6. Gardening at Night by Diane Awerbuck
Diane Awerbuck, originally from Kimberly, South Africa writes this book about a character called Diane Awerbuck, from Kimberly. She captures the small town and its (real?) inhabitants with biting wit. The writing is very, very clever – this from a writer who “puts the fun back in funerals”.
7. Tracks by Louise Erdrich
This book begins with my favourite opening line ever: “We started dying before the winter and, like the snow, we continued to fall.” I stumbled upon this book in the early days of writing my collection of interlinking stories, and was happy to find a writer who did it so well. Louise Erdrich links stories of dispossessed people amongst the Chippewa and her maverick woman character, Fleur, has remained vivid in my memory these last 10 years.
8. The Blind Assassin by Margaret Atwood
Selecting my favourite of Margaret Atwood’s books is a hard task, and The Blind Assassin beats The Handmaid’s Tale by a hair’s breadth.
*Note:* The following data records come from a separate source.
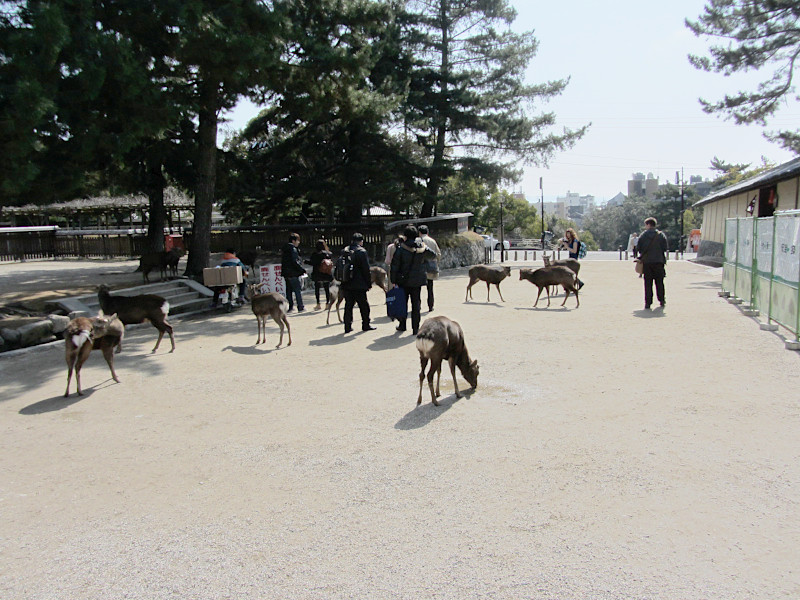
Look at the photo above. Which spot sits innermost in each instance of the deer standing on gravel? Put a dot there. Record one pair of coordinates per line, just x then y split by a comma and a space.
269, 304
83, 335
138, 309
488, 274
438, 339
548, 276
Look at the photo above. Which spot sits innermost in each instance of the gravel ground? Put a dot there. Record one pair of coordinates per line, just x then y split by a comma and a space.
607, 453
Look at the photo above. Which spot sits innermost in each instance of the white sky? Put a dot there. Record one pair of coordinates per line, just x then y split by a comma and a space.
630, 77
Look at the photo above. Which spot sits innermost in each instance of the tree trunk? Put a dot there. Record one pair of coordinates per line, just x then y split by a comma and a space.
155, 201
200, 246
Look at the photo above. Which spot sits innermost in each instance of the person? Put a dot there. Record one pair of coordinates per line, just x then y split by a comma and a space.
408, 271
390, 250
229, 259
632, 241
320, 278
572, 244
292, 269
355, 290
431, 265
653, 249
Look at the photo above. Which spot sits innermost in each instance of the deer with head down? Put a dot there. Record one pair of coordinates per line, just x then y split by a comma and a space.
494, 274
548, 276
440, 339
83, 335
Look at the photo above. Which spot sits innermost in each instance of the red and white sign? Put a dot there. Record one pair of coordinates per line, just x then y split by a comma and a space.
272, 280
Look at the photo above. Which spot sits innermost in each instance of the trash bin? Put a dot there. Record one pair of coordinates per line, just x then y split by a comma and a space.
173, 241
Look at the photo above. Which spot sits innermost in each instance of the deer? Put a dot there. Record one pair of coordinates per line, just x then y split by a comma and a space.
488, 274
166, 261
138, 309
377, 276
440, 339
269, 304
546, 276
83, 335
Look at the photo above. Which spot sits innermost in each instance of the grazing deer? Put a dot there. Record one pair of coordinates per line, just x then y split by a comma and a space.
138, 309
83, 335
438, 339
488, 274
269, 304
547, 276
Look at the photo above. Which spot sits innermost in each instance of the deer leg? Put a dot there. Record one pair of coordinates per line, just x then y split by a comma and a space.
452, 362
70, 364
288, 329
108, 354
435, 366
423, 360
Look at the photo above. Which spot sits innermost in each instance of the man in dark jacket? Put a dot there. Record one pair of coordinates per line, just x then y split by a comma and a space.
653, 249
355, 290
408, 271
291, 269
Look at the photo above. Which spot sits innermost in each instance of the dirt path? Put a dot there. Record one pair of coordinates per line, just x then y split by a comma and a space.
607, 453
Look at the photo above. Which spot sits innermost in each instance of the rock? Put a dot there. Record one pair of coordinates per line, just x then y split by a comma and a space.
59, 323
32, 333
11, 336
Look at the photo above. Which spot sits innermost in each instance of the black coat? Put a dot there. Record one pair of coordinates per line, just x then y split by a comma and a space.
408, 264
361, 278
315, 261
291, 265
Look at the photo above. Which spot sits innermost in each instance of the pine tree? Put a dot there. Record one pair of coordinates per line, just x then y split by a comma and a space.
467, 100
758, 34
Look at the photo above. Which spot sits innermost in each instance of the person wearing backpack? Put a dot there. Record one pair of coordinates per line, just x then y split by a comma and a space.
292, 269
653, 249
408, 271
355, 283
321, 261
575, 247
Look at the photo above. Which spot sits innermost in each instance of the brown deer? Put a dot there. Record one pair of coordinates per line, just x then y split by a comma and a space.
269, 304
547, 276
83, 335
438, 339
488, 274
138, 309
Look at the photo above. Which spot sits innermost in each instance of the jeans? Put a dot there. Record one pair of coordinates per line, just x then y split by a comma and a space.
414, 294
293, 287
351, 298
327, 286
654, 273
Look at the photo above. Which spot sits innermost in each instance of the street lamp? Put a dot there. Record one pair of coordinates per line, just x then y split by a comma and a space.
502, 232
Which beats Alias Grace only just.
9. Maverick Women by Lauren Beukes
The book that inspired this list. Lauren Beukes invites a host of unusual South African woman to a party: there’s a stripper who danced with a snake, a woman who maintained a long term, long distance relationship with an alien (they visited occasionally), as well as familiar figures in a the South African cultural landscape like the music diva Brenda Fassie and Helen Martins of the owl house.
10. The Big Four by Agatha Christie
The Countess Vera Rossakoff – what a girl! No wonder she was the only one who captured the unattainable Hercule Poirot’s (my hero!) heart.